Painkiller killer

Ingestion of only two to three times the maximum daily recommended dose of acetaminophen can cause liver toxicity. The drug's damaging effects result from the activity of a liver protein, the constitutive androstane receptor (CAR), according to a study in the October 11 Science. The results could lead to treatment for acetaminophen overdoses, which account for the majority of hospital admissions for acute liver failure in the United States. Zhang et al. report that mice null for the gene encoding CAR do not succumb to acetaminophen toxicity. CAR normally protects the liver by promoting the clearance of foreign compounds. But the authors found that CAR also enhances the production of enzymes that help convert acetaminophen to a highly toxic form. They went on to examine the potential therapeutic value of androstanol, a compound that inhibits CAR activity. Androstanol decreased expression of CAR target genes and prevented liver toxicity when given to mice one hour after acetaminophen overdose.

Stem–cell enabler

Only a few genes are known to be involved in keeping embryonic stem cells in an undifferentiated state. In the October 15 Genes and Development, Hanna et al. add one to the short list. The gene, Foxd3, encodes a POU-family transcription factor that is expressed in embryonic stem cells, and has been implicated as a negative regulator of differentiation. For example, overexpression of Foxd3 in a myeloid cell line prevents appropriate maturation of these cells into granulocytes. The authors showed that Foxd3 is required for the maintenance of pluripotent cells in the mouse embryo. Embryos lacking Foxd3 died by age 7 and could not be used to form embryonic stem cells. The authors also created chimeric embryos composed of wild-type embryonic stem cells mixed with Foxd3-mutant cells. These embryos developed normally, suggesting that Foxd3 acts through an intercellular signaling pathway. Identification of this pathway could perhaps lead to ways of maintaining the pluripotency of embryonic stem cells in culture.

Prostate cancer prognosticator

Vasudeva Mahavisno

Researchers have identified a protein that could serve as a prognostic marker for the most lethal prostate cancers. In the 10 October Nature, Varambally et al. find that a protein first identified in flies is overexpressed in hormone-refractory, metastatic prostate cancer. The polycomb group protein EZH2 (enhancer of zeste homolog 2), appears to act as a gene silencer in cultured prostate cancer cells, consistent with its function in other systems. Furthermore, removing EZH2 activity in cultured cancer cells resulted in inhibition of cell proliferation.

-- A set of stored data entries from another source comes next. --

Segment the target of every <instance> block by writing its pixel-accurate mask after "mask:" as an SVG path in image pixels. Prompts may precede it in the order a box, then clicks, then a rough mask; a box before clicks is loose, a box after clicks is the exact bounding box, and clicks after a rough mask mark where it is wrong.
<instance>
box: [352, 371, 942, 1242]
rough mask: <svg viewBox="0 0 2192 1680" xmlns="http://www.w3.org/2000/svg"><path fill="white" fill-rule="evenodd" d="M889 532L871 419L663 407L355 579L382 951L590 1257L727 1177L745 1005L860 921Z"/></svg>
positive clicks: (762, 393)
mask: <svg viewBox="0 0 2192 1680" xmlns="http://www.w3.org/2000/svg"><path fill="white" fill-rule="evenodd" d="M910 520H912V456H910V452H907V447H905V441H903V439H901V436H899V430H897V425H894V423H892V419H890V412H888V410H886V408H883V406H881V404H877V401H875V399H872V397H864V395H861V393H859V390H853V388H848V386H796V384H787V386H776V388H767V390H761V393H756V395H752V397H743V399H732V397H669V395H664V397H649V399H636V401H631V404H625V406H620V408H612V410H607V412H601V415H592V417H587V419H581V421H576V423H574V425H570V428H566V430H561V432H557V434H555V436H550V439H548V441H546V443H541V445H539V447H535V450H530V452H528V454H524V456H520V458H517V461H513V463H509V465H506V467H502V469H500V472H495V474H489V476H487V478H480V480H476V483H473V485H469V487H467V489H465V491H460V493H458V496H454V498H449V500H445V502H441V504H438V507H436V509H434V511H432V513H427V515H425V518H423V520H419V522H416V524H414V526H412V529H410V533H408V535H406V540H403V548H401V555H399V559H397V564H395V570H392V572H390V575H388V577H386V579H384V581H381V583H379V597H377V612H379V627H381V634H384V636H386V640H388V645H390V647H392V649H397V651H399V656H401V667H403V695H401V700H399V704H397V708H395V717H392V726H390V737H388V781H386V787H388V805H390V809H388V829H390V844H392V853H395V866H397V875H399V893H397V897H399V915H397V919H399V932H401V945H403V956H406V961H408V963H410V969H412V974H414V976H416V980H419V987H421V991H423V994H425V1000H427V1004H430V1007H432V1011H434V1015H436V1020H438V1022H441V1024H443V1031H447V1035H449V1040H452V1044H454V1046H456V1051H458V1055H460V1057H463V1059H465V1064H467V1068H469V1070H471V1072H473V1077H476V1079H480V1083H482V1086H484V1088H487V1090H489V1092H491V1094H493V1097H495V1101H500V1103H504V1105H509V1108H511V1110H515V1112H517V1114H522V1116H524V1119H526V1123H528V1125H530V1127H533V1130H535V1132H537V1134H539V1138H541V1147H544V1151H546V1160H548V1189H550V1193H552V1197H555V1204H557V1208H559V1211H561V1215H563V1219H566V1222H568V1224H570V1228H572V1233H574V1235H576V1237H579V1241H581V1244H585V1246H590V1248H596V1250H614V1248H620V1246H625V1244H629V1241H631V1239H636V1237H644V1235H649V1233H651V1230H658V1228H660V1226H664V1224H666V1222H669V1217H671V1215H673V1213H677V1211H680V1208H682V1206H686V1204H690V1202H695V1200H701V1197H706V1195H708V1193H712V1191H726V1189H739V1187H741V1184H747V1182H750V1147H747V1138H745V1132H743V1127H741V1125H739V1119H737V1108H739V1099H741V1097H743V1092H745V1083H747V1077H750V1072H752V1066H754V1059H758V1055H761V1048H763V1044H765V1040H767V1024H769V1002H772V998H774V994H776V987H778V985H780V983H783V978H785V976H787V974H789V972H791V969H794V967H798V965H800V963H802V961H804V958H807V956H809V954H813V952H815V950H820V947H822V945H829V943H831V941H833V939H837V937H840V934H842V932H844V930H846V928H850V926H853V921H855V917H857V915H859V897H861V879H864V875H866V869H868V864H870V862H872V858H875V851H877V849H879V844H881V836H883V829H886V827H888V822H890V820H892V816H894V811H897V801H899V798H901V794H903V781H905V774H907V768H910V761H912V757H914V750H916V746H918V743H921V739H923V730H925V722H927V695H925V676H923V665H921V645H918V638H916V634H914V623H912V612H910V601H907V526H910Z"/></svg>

Currently, blood levels of the prostate-specific antigen (PSA) can allow physicians to diagnose prostate cancer, but the test is not good at distinguishing different types of tumors. EZH2, in contrast, is expressed in tumors with the poorest prognosis (shown here in orange, staining prostate cancer cell nuclei).

Bad skin defense

Breaches in the skin normally activate the production of microbe-fighting compounds by skin cells. In skin disorders such as psoriasis, the natural antibiotics are expressed to a particularly high degree. Now it seems that the situation may be reversed in one major skin disorder, atopic dermatitis, often referred to as eczema. In the October 10 NEJM, Ong et al. took a look at two antimicrobial peptides, LL-37 and HBD-2. Individuals with atopic dermatitis severely underproduced these peptides. Such individuals are also highly susceptible to infection, in particular by the bacterium Staphylococcus aureus. The authors tested the microbe-killing ability of the two peptides at concentrations found in skin lesions of patients with atopic dermatitis. These concentrations failed to kill S. aureus in a test tube, whereas the concentrations typically found in psoriatic lesions did kill the bacteria. Skin from individuals with atopic dermatitis is known to have amplified levels of two cytokines, interleukin-4 and interleukin-13. The investigators found that these cytokines inhibited production of the antimicrobial peptide in skin cells in culture. The authors conclude that underproduction of antimicrobial peptides could underlie some of the symptoms of atopic dermatitis, which affects 15 million people in the United States.

Cancer survival rates

Long-term survival rates for many cancers are higher than previously thought, according to a study by Hermann Brenner in the October 12 Lancet. Long-term survival rates have traditionally been estimated by following a cohort of patients diagnosed many years ago. This method, called cohort analysis, fails to take into account recent advances in treatment and detection that can save lives. Brenner took a different approach. He used a method called period analysis that examines survival data from patients chosen during a specific recent time period, in this case the year 1998. In this analysis, the year of diagnosis is not fixed, as it is in cohort analysis. Using cancer registry data from the National Cancer Institute he estimated 5, 10, 15 and 20-year estimated survival rates. He compared these rates with those derived from cohort analysis of patients diagnosed from 1978 to 1993. Estimates of overall relative survival rates for all years were higher with the new analysis. For example, the 10 year and 15 year estimates were 57% and 53%, 7% and 11% higher, respectively, than corresponding estimates based on cohort analysis. The gap was higher for some types of cancer. Both analyses showed similar survival rates for cancers that have resisted medical advances, such as lung cancer.